2) From the neuroscience perspective, some of the comparison the authors made in Section 3.2 are potentially interesting. However, my main concern is that the "neuron-like representations" shown in Fig.4A,B are not really neuron-like according to the rodent physiology literature. In particular, the place fields shown in Fig4A and 4B do not resemble the place fields reported in rodent physiology, which typically have roughly circular symmetric shape. I'd certainly appreciate these results better if these spatial tuning resembles more to the known rodent physiology. Can the authors show the place fields of all the neurons in the trained network, something like Fig 1 in Wilson & McNaughton (1993, Science)? That'd be helpful in judging the similarity of the representation in the trained network and the neural representation of location in rodents.
Also, in the rodent literature, the global remapping and rate remapping are often distinguished and the cause for these two types of remapping are not well-understood at this point. Here the authors only focus on global remapping. One potentially interesting question is whether the rate remapping also exist in the trained network. The paper would be stronger if the authors could shed some light on the mechanisms for these two types of remapping from their model. Just finding global remapping across different environment isn't that surprising in my view.
Related to Fig4E, it is known that neurons in hippocampus CA1 exhibit a heavy tail in their firing rate (e.g, discussed in ref). Do the authors see similar distributions of the activity levels in the trained network?
3) The manuscript is likely to be stronger if the authors could emphasize either the performance of the network in performing SLAM or explaining the neurophysiology. Right now, it feels that the paper puts about equal weights on both, but neither part is strong enough.
According to the introduction and abstract, it seems that the authors want to emphasize the similarity to the rodent physiology. In that regard, Fig. 2 and Fig. 3 are thus not particularly informative, unless the authors show the performance from the recurrent network is similar to the rodent (or maybe even humans, if possible) behavior in some interesting ways. To emphasize the relevance to neuroscience, it is useful to have a more extended and more thorough comparison to the hippocampus neurophysiology, though I am not sure if that's possible given the place fields of the trained network units do not resemble the neurophysiology that well, as I discussed earlier.

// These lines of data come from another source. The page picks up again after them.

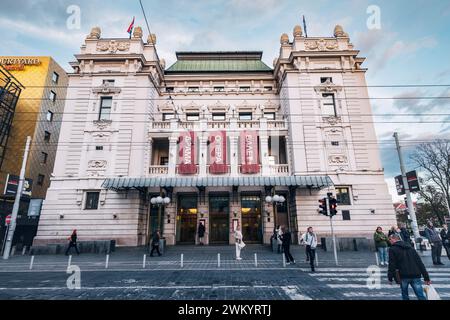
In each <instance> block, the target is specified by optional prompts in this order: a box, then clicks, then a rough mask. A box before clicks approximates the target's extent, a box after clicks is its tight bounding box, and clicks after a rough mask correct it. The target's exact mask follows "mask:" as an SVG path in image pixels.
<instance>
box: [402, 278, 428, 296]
mask: <svg viewBox="0 0 450 320" xmlns="http://www.w3.org/2000/svg"><path fill="white" fill-rule="evenodd" d="M409 285H411V287H412V288H413V290H414V293H415V294H416V296H417V299H419V300H427V298H426V296H425V292H424V291H423V287H422V280H421V279H420V278H416V279H402V282H401V284H400V288H401V289H402V298H403V300H409V293H408V287H409Z"/></svg>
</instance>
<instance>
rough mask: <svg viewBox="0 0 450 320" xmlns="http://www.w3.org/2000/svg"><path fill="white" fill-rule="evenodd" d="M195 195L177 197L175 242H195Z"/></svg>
mask: <svg viewBox="0 0 450 320" xmlns="http://www.w3.org/2000/svg"><path fill="white" fill-rule="evenodd" d="M197 212H198V209H197V195H181V196H180V197H179V199H178V217H177V243H180V244H195V236H196V233H197Z"/></svg>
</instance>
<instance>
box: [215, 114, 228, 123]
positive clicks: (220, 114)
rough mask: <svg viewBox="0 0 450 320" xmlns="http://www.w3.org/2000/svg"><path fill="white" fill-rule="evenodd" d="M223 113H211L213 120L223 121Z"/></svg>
mask: <svg viewBox="0 0 450 320" xmlns="http://www.w3.org/2000/svg"><path fill="white" fill-rule="evenodd" d="M225 120H226V118H225V113H213V121H225Z"/></svg>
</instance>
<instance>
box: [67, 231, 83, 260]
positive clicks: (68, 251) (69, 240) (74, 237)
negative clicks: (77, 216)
mask: <svg viewBox="0 0 450 320" xmlns="http://www.w3.org/2000/svg"><path fill="white" fill-rule="evenodd" d="M77 239H78V235H77V230H73V232H72V235H71V236H70V237H69V247H68V248H67V250H66V256H67V255H69V251H70V249H71V248H75V251H76V253H77V255H80V252H79V251H78V247H77Z"/></svg>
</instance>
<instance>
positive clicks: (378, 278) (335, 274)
mask: <svg viewBox="0 0 450 320" xmlns="http://www.w3.org/2000/svg"><path fill="white" fill-rule="evenodd" d="M379 270H380V272H379V273H376V274H373V273H369V272H367V270H366V269H364V268H325V269H318V270H317V271H316V272H315V273H309V275H310V276H311V277H313V278H315V279H316V280H317V281H319V282H320V283H321V284H324V285H326V286H327V287H328V288H330V289H333V290H339V292H340V293H341V294H342V295H343V297H344V298H348V299H361V300H370V299H373V300H395V299H397V300H398V299H401V291H400V287H399V286H398V285H397V284H395V283H394V284H393V285H390V284H389V282H388V279H387V270H386V268H380V269H379ZM428 272H429V274H430V278H431V282H432V285H433V286H434V288H435V289H436V291H437V292H438V293H439V295H440V296H441V298H442V299H444V300H450V268H429V269H428ZM409 291H410V299H411V300H413V299H415V295H414V292H413V290H412V288H410V290H409Z"/></svg>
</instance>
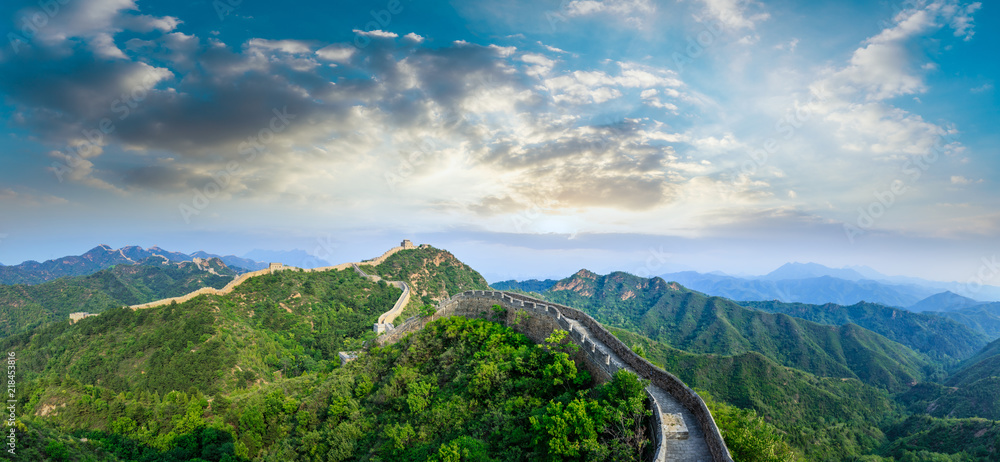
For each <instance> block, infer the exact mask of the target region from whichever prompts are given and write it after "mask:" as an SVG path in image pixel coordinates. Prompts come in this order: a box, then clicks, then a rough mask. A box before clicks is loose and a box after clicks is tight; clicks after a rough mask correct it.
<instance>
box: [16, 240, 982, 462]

Alternatively, to emphasize the computational power of the RNN model in solving SLAM, it would be desirable to compare the RNN to some state-of-the-art algorithms. I don't think the particle filtering approach the authors implemented represents the state-of-the-art in solving SLAM. But I could be wrong on this, as I am not very familiar with that literature.
Finally, a somewhat minor point-
the authors make the comparison on the capacity of the network to the multi-chart attractor model in the Discussion, but I am not sure how that represents a fair comparison. I'd think one LSTM unit is computational more powerful than a model neuron in a multi-chart attractor model. I'd like to understand why the authors think a comparison can be drawn here.